Landmaschinen

Grimme mit neuem Selbstfahrer


Das Geschäftsjahr 2017 ist für das Unternehmen aus Damme erfolgreich verlaufen. Vor allem Rübentechnik hilft dabei.

 

Die Grimme Landmaschinenfabrik steigerte ihren Umsatz im vorigen Jahr um 19 Prozent auf 301 Mio. €. Alle Maschinensparten rund um die Kartoffel-, Rüben- und Gemüsetechnik konnten dabei Zuwächse erzielen. Die stärkste Steigerung verzeichnete aufgrund der Innovations- und Qualitätsoffensive sowie der Neuausrichtung im Vertrieb die Rübentechnik.

Innerhalb von nur zwei Jahren konnte der Absatz laut Grimme mehr als verdoppelt werden.

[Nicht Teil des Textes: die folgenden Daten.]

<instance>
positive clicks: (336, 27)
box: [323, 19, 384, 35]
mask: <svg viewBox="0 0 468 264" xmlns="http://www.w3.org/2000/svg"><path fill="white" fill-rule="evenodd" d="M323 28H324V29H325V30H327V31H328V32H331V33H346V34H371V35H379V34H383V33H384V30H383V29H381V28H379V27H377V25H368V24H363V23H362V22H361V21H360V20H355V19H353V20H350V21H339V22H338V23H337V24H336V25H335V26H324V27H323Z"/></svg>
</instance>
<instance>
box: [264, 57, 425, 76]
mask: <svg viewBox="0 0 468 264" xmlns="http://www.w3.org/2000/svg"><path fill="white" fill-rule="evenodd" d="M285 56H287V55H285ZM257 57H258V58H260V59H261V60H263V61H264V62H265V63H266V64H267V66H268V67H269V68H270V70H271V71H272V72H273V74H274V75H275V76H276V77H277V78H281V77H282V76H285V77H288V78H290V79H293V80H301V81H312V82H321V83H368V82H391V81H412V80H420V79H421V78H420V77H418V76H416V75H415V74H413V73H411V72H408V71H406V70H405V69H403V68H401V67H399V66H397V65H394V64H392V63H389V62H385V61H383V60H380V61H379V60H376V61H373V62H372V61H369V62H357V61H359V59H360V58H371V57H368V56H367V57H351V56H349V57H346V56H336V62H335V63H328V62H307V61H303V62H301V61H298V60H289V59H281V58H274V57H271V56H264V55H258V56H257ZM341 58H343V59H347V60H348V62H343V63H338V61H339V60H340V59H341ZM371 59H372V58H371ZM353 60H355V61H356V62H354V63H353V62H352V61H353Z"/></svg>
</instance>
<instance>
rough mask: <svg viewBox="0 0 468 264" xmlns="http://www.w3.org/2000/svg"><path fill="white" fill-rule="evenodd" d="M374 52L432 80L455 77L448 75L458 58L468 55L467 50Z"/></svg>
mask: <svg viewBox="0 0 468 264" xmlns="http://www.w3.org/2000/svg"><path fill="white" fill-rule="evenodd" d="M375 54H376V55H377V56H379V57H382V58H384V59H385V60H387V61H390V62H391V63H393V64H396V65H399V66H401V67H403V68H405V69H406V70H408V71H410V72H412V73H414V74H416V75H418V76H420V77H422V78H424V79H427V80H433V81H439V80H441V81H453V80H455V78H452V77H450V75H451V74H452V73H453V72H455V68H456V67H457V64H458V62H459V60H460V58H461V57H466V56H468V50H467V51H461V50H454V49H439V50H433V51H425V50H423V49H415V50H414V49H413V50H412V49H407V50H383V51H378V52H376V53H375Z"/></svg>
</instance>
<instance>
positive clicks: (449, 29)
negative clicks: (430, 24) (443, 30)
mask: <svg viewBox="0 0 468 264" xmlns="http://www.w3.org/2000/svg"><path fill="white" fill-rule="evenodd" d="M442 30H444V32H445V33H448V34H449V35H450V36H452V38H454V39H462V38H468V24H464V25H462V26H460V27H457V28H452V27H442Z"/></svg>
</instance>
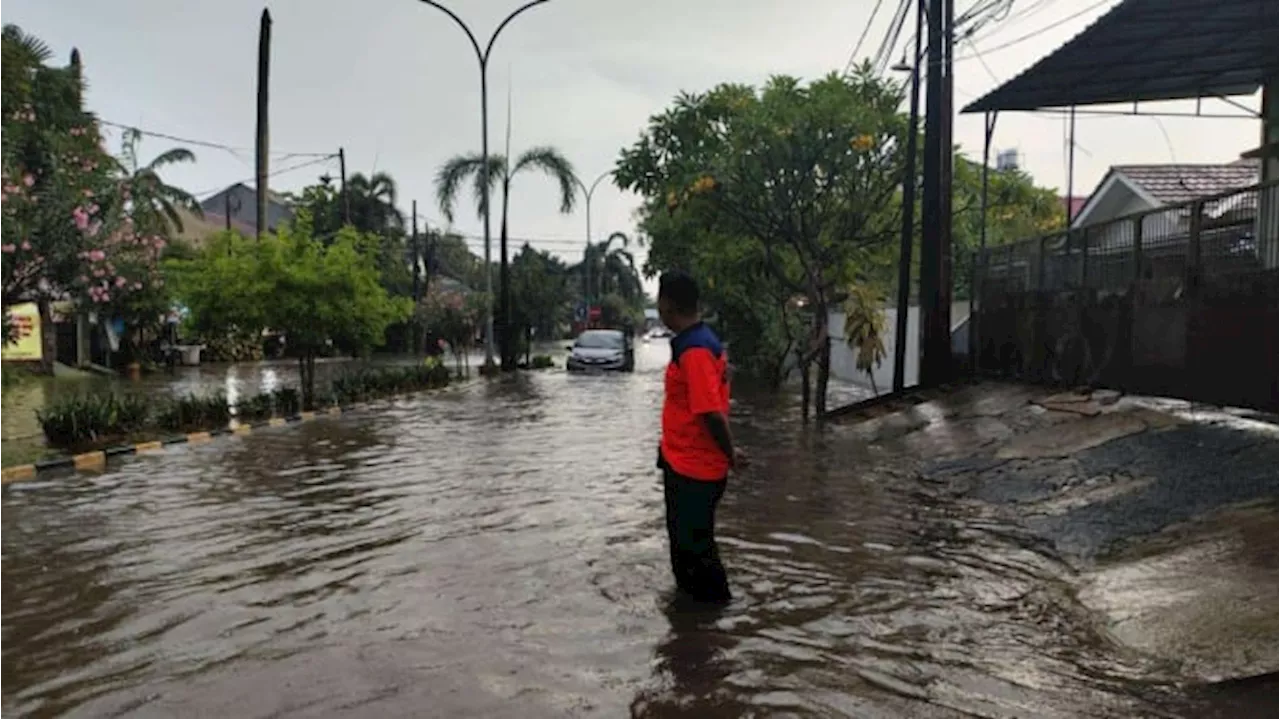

Für die Hausmesse „Grimme Technica“ Anfang Dezember 2018 kündigt das Familienunternehmen eine neue Maschinengeneration selbstfahrender Rübenroder an.

Grimme stellt sich für die vielfältigen Zukunftsthemen eigenen Angaben zufolge „stark auf“. „Die digitale Welt bietet uns ein großes Spektrum an neuen Möglichkeiten, die wir bereits gezielt in unseren Geschäftsbereichen einsetzen“, so Christoph Grimme, Mitglied der Geschäftsleitung. Plattform-Lösungen, digitale Entwicklungssysteme oder der Einsatz von künstlicher Intelligenz nennt er als Beispiele.

Die gesamte Grimme-Gruppe verbuchte 2017 einen Umsatz von 459 (2016: 403) Mio. €. Weltweit beschäftigt die Gruppe etwa 2.400 Mitarbeiter und ist in über 120 Ländern präsent.